Tenney Flynn is on a mission. The executive chef of GW Fins in New Orleans wants to help eradicate lionfish from the Gulf of Mexico. The brown and white striped invasive species with venom-tipped spines, which are native to the Indo-Pacific region, first started showing up in the Atlantic waters in 1985, probably dumped there by thoughtless home aquarium owners. They have been decimating local fish populations ever since. “Lionfish eat six fish in the morning and six in the evening,” says Flynn. “And they can eat anything they can fit in their mouth.”
On top of that, they are prolific breeders. Worst of all, they have no natural predators in the Gulf of Mexico – except for humans.

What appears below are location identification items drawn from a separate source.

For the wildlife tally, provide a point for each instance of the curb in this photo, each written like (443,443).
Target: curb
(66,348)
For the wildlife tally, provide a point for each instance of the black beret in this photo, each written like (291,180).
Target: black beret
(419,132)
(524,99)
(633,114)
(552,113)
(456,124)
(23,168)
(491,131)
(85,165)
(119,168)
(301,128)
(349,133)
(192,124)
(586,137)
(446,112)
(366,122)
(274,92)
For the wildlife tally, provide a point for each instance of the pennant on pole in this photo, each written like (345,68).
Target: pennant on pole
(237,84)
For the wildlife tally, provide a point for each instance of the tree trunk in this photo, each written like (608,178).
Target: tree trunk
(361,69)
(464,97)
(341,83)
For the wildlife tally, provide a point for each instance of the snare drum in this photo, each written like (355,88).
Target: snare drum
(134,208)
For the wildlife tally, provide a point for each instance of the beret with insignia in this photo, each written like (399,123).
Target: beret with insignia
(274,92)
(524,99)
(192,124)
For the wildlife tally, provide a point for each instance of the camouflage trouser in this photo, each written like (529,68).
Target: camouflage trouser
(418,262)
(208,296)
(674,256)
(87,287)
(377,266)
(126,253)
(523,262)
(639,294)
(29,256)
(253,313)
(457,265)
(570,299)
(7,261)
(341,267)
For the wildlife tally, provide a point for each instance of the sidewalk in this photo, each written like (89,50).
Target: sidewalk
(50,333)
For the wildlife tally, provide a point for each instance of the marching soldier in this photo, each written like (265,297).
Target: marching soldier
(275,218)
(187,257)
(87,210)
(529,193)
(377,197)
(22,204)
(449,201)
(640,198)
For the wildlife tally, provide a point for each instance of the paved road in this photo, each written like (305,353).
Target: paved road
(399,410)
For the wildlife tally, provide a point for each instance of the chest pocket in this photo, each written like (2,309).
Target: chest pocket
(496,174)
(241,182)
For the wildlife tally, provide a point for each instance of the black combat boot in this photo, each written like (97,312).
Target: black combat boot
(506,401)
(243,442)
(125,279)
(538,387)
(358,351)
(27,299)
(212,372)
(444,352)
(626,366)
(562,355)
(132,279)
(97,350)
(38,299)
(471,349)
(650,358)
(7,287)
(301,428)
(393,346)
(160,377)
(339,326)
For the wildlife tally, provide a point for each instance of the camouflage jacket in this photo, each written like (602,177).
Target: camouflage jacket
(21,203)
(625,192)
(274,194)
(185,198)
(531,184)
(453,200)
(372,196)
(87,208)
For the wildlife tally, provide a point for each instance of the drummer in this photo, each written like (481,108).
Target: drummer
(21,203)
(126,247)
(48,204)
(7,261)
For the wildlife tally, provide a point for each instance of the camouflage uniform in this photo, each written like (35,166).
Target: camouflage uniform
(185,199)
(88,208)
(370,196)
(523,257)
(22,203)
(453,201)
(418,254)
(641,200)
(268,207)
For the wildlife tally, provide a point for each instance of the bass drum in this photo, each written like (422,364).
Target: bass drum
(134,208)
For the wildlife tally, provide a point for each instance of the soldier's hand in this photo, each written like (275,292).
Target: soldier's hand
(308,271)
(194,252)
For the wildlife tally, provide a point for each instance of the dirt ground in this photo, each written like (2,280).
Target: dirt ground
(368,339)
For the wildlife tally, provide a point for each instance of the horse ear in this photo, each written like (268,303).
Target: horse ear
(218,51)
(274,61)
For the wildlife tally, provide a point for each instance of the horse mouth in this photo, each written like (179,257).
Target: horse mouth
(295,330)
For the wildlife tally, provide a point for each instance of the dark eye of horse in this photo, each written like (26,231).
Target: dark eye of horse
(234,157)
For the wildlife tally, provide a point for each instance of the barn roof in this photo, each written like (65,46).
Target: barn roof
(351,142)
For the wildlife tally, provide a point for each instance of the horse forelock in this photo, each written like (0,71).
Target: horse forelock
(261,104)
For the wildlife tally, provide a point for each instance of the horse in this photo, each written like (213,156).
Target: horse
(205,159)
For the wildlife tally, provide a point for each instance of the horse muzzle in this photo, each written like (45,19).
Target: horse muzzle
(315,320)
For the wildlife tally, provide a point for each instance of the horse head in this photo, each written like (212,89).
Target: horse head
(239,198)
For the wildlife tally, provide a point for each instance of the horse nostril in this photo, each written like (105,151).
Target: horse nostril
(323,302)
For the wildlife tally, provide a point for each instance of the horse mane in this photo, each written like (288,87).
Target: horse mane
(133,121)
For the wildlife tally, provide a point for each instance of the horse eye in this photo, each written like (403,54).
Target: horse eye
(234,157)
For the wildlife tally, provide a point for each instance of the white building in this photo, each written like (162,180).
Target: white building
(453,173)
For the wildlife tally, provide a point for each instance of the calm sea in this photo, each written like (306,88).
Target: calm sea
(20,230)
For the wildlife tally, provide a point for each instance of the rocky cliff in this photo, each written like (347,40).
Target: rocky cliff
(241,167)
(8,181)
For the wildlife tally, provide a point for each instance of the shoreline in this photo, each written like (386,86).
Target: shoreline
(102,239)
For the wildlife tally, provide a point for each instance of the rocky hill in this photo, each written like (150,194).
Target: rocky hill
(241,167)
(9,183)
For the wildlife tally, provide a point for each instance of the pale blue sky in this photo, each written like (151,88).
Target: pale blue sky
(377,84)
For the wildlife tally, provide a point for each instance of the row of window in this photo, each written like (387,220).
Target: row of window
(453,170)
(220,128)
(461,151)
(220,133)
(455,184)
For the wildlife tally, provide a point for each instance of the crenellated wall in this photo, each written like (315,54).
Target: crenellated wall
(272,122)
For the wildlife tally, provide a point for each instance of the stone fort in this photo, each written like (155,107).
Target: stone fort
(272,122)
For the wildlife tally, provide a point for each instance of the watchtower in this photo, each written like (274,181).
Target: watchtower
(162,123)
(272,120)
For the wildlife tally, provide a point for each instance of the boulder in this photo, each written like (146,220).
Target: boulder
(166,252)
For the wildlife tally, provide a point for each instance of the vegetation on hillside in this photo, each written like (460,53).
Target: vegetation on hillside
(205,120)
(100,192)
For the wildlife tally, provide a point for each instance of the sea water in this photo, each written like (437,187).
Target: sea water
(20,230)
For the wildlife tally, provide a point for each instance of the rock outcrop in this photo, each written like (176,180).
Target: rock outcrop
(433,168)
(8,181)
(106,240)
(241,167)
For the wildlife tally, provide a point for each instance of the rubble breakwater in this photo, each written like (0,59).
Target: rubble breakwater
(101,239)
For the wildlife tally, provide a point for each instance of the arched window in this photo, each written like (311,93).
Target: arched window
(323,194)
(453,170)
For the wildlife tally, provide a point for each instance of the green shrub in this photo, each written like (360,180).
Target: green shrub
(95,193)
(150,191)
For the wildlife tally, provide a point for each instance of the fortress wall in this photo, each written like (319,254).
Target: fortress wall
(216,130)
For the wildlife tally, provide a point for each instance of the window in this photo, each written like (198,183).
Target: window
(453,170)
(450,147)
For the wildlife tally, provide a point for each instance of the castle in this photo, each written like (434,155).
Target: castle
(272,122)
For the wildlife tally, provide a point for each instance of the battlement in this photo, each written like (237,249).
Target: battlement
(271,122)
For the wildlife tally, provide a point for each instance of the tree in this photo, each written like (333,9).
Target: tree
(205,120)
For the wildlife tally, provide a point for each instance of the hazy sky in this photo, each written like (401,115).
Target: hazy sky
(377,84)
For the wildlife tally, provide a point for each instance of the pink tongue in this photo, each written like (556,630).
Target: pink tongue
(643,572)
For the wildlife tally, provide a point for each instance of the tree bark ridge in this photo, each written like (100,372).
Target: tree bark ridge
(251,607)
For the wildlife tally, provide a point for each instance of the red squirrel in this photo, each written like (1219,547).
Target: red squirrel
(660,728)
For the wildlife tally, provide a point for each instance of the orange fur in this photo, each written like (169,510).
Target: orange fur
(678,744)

That’s where Flynn comes in. In 2011, he participated in his first lionfish rodeo in Boynton Beach, Florida, where contestants aimed to spear-fish as many of the invaders as possible. (Unfortunately, that’s the best way to catch lionfish, so traditional fishermen don’t usually go after them.). The chef had a twofold epiphany: he could help eradicate the lionfish by personally hunting them down and serving them up to diners. “They’re good to eat, which is hopefully our saving grace,” he says. “Their flesh is very mild, like hog snapper. They’re great sautéed, in ceviche, and as a wild looking whole fish presentation.”
Flynn creates dishes around lionfish whenever he has a chance to go out spearfishing for them, so they’re not a regular menu item. He and his team use the restaurant’s Twitter feed @gwfins to alert diners when they become available.

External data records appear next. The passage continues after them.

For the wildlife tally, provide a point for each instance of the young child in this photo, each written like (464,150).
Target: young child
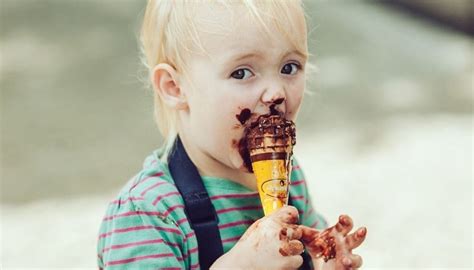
(208,61)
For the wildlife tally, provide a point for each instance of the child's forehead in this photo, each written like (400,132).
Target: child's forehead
(235,29)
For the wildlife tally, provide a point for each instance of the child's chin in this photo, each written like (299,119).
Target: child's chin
(244,169)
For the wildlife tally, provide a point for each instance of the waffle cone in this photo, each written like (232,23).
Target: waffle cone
(271,167)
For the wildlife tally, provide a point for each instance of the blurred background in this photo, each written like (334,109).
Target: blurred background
(386,135)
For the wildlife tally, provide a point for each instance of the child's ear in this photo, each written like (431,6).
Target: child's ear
(165,82)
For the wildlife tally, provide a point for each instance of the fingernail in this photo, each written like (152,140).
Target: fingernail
(343,220)
(346,261)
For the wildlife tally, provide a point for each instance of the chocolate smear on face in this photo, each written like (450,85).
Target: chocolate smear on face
(279,101)
(244,116)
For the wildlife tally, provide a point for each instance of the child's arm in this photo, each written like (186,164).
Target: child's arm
(266,244)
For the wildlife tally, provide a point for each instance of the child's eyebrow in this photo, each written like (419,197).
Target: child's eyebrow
(260,54)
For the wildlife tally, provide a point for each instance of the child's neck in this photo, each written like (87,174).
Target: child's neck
(209,166)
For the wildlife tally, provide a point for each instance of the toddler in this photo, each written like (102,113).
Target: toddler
(214,65)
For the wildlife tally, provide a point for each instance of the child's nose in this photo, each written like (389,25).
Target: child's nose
(273,95)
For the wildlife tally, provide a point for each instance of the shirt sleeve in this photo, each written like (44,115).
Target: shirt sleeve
(135,236)
(302,200)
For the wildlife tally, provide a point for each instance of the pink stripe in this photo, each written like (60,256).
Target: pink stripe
(171,209)
(193,250)
(158,174)
(152,187)
(126,200)
(139,258)
(233,224)
(138,228)
(295,168)
(130,229)
(233,239)
(191,234)
(252,207)
(297,182)
(236,195)
(141,243)
(133,213)
(164,196)
(297,197)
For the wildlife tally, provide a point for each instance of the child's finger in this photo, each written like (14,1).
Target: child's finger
(293,262)
(354,240)
(291,248)
(287,214)
(308,234)
(344,225)
(352,261)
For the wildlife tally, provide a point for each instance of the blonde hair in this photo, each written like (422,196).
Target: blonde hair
(169,32)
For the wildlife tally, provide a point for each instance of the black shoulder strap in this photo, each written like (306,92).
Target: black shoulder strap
(199,209)
(307,262)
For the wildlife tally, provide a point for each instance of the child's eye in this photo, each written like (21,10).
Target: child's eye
(240,74)
(290,68)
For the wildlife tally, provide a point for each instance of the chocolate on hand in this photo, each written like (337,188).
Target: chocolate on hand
(335,243)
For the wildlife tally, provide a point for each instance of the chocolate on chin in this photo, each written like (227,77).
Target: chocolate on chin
(269,141)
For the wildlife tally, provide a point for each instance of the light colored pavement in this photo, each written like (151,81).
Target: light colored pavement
(386,138)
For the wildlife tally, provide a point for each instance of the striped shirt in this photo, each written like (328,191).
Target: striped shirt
(145,227)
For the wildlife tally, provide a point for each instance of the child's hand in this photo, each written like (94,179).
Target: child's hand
(335,242)
(269,243)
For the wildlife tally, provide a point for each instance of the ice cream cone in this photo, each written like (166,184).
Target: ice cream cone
(270,145)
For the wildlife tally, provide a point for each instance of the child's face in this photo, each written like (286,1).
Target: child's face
(244,69)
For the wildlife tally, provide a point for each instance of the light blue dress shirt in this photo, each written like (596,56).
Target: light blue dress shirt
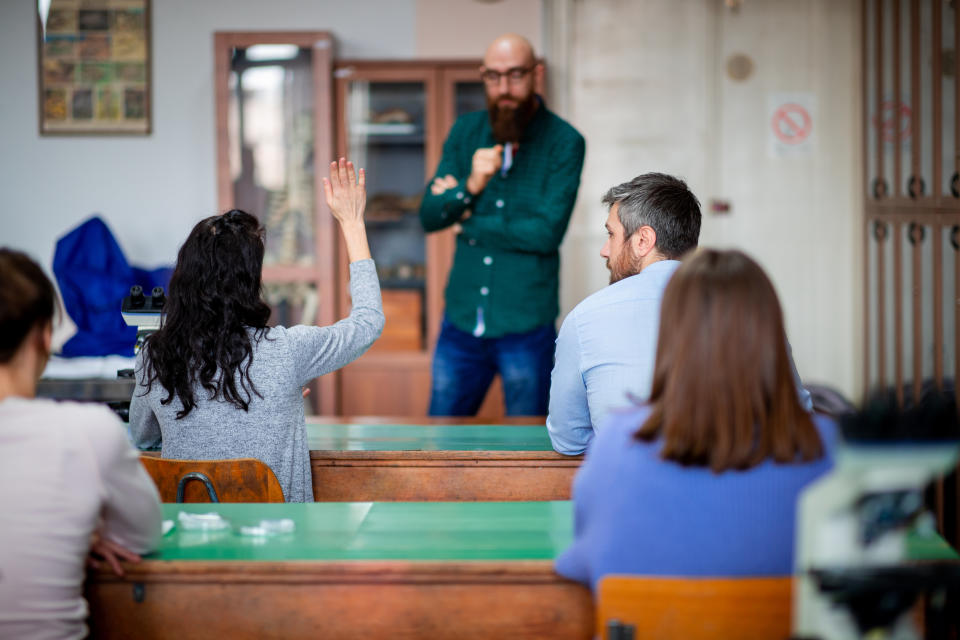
(605,354)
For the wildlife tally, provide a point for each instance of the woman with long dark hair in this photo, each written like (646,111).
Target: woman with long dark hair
(215,382)
(704,478)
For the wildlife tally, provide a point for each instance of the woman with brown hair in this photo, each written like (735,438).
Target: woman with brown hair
(704,478)
(74,488)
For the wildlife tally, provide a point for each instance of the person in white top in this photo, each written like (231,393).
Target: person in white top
(74,492)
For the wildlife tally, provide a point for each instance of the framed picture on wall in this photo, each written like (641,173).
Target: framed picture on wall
(94,66)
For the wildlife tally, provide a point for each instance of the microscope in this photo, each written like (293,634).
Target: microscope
(144,313)
(855,574)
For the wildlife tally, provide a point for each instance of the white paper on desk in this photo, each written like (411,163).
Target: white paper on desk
(87,367)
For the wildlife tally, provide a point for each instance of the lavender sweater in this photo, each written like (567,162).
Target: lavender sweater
(636,513)
(272,430)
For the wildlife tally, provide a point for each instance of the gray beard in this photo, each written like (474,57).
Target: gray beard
(624,266)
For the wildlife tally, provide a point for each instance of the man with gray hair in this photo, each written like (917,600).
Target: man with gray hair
(607,345)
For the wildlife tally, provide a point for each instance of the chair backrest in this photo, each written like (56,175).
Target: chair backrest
(695,608)
(237,480)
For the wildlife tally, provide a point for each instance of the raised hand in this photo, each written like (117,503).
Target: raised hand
(346,195)
(486,162)
(440,185)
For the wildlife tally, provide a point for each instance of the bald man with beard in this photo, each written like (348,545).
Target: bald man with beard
(507,181)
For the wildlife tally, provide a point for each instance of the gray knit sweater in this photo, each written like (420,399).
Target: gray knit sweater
(272,430)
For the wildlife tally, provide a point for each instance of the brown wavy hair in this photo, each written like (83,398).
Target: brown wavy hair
(27,300)
(723,394)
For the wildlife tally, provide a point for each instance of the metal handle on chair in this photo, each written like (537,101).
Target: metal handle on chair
(194,475)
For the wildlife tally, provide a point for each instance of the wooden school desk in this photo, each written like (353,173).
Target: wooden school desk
(441,461)
(353,570)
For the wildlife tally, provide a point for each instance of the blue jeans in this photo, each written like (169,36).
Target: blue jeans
(464,366)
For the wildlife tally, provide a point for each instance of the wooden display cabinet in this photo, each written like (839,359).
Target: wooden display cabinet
(284,108)
(274,135)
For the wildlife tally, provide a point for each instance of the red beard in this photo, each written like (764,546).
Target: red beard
(509,122)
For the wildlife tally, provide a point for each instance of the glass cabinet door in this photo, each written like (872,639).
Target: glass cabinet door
(468,96)
(386,135)
(271,146)
(271,120)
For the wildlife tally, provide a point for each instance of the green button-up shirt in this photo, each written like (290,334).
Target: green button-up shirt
(505,271)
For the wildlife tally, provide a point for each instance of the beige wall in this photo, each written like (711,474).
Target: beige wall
(464,28)
(649,91)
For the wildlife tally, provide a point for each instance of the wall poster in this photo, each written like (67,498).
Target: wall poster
(94,66)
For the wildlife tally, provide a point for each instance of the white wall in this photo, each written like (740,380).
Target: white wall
(650,93)
(151,190)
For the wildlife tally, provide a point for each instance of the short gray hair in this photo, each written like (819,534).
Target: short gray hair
(663,203)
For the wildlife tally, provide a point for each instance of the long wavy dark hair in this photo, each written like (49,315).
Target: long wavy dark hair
(215,296)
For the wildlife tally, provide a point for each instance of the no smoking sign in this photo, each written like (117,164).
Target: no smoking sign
(790,124)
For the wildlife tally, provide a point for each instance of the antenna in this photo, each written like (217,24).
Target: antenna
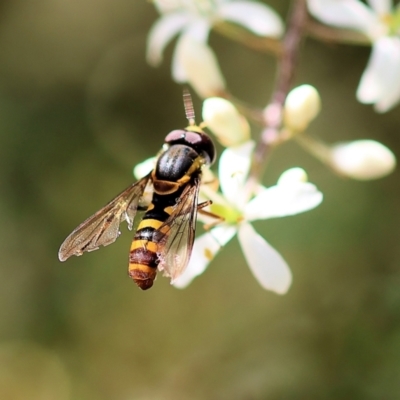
(188,104)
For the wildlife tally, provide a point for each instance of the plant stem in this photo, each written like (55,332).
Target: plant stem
(274,111)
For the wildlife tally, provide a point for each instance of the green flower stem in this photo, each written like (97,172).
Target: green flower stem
(273,113)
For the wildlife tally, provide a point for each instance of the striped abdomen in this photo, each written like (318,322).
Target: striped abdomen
(143,259)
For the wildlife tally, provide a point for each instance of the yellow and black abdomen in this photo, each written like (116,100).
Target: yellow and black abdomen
(143,258)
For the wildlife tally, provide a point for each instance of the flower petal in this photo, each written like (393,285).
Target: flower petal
(283,200)
(196,63)
(381,7)
(234,165)
(256,17)
(161,33)
(267,265)
(380,82)
(352,14)
(204,250)
(363,159)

His favorite part about serving them? “I get to put them on the menu as ‘chef shot,’” he says.
Since his first rodeo, Flynn has become an avid scuba diver, though his skills as a hunter haven’t improved much. “I try to shoot small, cooperative fish,” he jokes.

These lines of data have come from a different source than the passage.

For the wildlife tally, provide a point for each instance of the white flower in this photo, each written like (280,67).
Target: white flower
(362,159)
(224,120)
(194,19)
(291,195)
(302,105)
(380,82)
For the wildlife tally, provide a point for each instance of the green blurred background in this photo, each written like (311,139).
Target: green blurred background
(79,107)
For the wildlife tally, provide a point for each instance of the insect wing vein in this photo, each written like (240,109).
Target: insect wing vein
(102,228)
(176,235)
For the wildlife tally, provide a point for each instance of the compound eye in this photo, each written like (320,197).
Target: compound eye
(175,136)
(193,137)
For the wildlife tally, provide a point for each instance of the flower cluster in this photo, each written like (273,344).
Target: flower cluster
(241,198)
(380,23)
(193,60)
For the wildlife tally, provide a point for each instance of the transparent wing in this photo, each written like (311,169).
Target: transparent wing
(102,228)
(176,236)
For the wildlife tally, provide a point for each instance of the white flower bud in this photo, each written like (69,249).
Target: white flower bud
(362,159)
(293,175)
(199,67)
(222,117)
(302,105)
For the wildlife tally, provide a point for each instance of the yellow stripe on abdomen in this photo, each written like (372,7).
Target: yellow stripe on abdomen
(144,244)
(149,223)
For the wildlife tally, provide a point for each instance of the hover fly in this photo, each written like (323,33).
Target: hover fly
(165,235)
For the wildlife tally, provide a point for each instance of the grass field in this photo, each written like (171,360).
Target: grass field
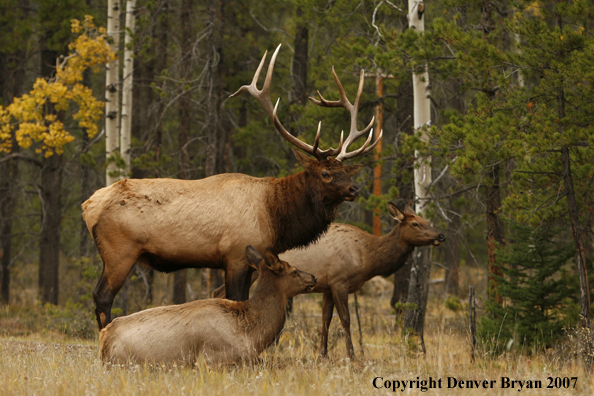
(47,363)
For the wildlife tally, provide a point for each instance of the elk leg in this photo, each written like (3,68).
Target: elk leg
(235,282)
(247,283)
(327,311)
(220,292)
(341,299)
(111,281)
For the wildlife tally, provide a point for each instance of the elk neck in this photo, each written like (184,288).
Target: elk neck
(388,253)
(298,211)
(267,309)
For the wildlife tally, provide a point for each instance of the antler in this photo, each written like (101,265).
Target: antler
(354,110)
(263,96)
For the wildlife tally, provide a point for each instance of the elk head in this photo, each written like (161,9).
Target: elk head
(289,279)
(414,229)
(330,173)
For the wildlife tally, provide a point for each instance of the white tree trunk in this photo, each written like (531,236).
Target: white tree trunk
(422,110)
(126,132)
(420,271)
(112,111)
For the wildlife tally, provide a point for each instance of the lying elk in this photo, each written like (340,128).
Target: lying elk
(171,224)
(347,257)
(219,331)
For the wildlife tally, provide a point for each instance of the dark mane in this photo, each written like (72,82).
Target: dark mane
(300,216)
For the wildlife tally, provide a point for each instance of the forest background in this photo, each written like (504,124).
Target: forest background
(511,128)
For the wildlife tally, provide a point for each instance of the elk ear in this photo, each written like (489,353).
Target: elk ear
(408,210)
(350,170)
(395,212)
(252,256)
(304,159)
(272,261)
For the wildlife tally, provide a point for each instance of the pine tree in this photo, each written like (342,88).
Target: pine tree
(538,291)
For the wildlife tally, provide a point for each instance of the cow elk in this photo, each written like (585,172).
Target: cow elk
(346,257)
(216,330)
(171,224)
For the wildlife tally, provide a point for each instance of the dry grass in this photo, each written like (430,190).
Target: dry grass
(47,365)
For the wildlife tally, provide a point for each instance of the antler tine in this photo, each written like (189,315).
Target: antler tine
(317,141)
(363,149)
(263,97)
(353,109)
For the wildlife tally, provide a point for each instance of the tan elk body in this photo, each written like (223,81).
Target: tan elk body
(171,224)
(346,257)
(218,331)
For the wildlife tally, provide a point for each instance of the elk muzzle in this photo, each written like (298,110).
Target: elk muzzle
(352,193)
(439,240)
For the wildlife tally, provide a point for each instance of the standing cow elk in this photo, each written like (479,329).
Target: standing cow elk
(171,224)
(347,257)
(216,330)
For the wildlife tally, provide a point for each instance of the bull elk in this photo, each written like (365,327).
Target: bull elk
(171,224)
(346,257)
(217,330)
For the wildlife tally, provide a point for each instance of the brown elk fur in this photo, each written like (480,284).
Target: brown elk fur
(346,257)
(171,224)
(216,330)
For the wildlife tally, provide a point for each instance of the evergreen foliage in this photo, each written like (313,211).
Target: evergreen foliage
(539,292)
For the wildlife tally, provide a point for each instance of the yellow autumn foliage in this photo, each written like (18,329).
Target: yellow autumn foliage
(34,116)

He makes a point to take part in lionfish rodeos whenever he can. At a recent event in Pensacola, Florida, participants speared 13,000 pounds of fish. The following day, Flynn went out again and scored another 40 fish, including one that was 18-inches long. The chef hopes his efforts help create a demand for lionfish, so more divers will hunt them and diners will demand they appear on menus. This could be a problem that will ultimately be solved one bite at a time.